Our E.D. on Lobbying the IOC on Behalf of Intersex Women Athletes
In October, 2010, our E.D. Hida Viloria participated, by invitation, in the International Olympic Committee (IOC)’s meeting, “Athletes with Disorders of Sex Development and their participation in competitive sport,” held in Lausanne, Switzerland (see below).
The meeting was the second gathering of experts convened in the wake of Caster Semenya’s gender verification testing media storm, to deliberate the IOC’s proposed regulations for intersex women athletes.
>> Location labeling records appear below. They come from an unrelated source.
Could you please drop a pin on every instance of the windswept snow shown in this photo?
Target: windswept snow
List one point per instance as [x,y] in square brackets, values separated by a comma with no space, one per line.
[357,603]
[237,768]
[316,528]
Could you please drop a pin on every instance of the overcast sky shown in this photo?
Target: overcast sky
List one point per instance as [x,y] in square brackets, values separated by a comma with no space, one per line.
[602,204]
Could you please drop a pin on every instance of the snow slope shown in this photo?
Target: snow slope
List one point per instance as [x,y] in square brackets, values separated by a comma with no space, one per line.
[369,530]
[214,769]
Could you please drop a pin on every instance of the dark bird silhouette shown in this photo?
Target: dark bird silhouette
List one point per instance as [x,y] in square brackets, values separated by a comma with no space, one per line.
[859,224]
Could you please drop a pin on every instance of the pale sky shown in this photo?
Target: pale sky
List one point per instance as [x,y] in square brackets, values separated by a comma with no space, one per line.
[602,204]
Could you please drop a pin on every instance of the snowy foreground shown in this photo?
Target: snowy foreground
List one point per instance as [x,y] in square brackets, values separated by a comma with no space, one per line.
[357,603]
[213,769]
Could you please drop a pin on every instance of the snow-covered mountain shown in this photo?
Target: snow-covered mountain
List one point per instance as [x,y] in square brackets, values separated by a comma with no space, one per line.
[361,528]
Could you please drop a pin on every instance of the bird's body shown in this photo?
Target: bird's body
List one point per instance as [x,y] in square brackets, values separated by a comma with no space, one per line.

After reported proposals after the first IOC meeting, held in Florida in January 2010, that: “Athletes who identify themselves as female but have medical disorders that give them masculine characteristics should have their disorders diagnosed and treated,” Viloria lobbied for the following demands stated in OII’s February 2010 Petition to the IOC:
1. That the International Olympic Committee (IOC) abandon its demands that female athletes with intersex variations have their variations diagnosed and treated.
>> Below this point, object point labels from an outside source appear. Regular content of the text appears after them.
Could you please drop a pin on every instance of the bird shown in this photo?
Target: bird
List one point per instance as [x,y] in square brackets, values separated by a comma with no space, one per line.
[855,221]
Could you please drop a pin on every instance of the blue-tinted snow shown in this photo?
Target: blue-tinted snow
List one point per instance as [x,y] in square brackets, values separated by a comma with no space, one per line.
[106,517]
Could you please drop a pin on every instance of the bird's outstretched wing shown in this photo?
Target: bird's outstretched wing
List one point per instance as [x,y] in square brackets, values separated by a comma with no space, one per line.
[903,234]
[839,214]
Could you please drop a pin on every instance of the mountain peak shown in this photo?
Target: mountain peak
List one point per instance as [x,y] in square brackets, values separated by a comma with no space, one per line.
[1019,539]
2. That the IOC allow the above mentioned athletes, known as intersex women, to compete as females without having to undergo diagnosis or “treatment.”
3. That the IOC, the press, and medical practitioners refer to females with intersex variations as “women,” or “intersex women,” and not “women with disorders of sex development.”
The petition received impressive academic support, and Viloria was consequently invited to participate in the second meeting of experts, which she reported on to us below.
Although many meeting attendees supported demands #1 and #2–to cease targeting female athletes with intersex variations for “diagnosis and treatment,” and to allow them to compete as women as is–athletes and, in turn, top IOC and IAAF officials, opposed them. They pushed for a testosterone based policy to address athletes’ complaints, despite ample discussion that there was no evidence to support such a policy. I then lobbied, with support from several other attendees, that if these policies were to be adopted they should be applied uniformly to all female athletes in order to ensure fairness. This suggestion too, was opposed. I was able to successfully lobby for demand #3–to abandon the use of the term “disorders of sex development”(DSD) to describe athletes–with many in agreement that the term is unnecessarily stigmatizing. I clarified that “intersex” is not accurate either as there are intersex women with CAIS, as discussed at the meeting, whom are allowed to compete as is and are not targeted by the new policy proposals. Thus, the phrase “women with hyperandrogenism,” a term referring to women with high, naturally occurring functional testosterone levels–the specific population being impacted by policy proposals–was adopted for use in the policy drafted by the end of the meeting. I later fought, successfully, against attempts that the newly drafted policy be inaccurately described as a ‘consensus statement,’ as myself, and others, had highly opposed its content.